For Judge Moore, the patentable distinction lies not in chemical difference per se, but in ‘whether these differences impart a new utility which makes the molecules markedly different from nature’ (Moore J p 15).  And, in her view, these differences are sufficient to confer patentability because ‘[t]he shorter isolated DNA sequences have a variety of applications and uses in isolation that are new and distinct as compared to the sequence as it occurs in nature.’

Ultimately, therefore, Judge Moore finds a substantial difference from naturally-occurring DNA, albeit by a different path.

We have previously expressed sympathy with the views of those members of the Australian community who oppose the patenting of genes on essentially moral grounds (see Why IP Professionals Must Take ‘Gene Patent’ Opponents Seriously).  However, we maintain that a problem grounded in ethical concerns requires cannot be solved by attempting to target a specific technology.

In the terms of the CAFC’s analysis, the moral objections to gene patents are largely based on the information represented by a gene, which many people view as an aspect of our very identify as individual human beings.  These concerns are completely unrelated to the actual chemical structures of the native and isolated genetic sequences.

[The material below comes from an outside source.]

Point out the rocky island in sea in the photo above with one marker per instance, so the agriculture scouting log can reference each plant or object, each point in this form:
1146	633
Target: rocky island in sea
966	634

The US patent law (35 USC §101) provides that ‘whoever invents or discovers any new and useful process, machine, manufacture, or composition of matter, or any new and useful improvement thereof, may obtain a patent therefor…’.  The Australian ‘manner of manufacture’ test covers similar ground.  Neither approach to patent-eligibility is concerned with whether or not any ‘information content’ represented by a novel composition of matter (e.g. a chemical compound) is itself new, although this may certainly be relevant to questions of novelty and inventive step.

The problem is unquestionably real – there are many citizens with deeply-felt objections to the patenting of genes.  But the Patent Amendment (Human Genes and Biological Materials) Bill 2010 is the wrong solution.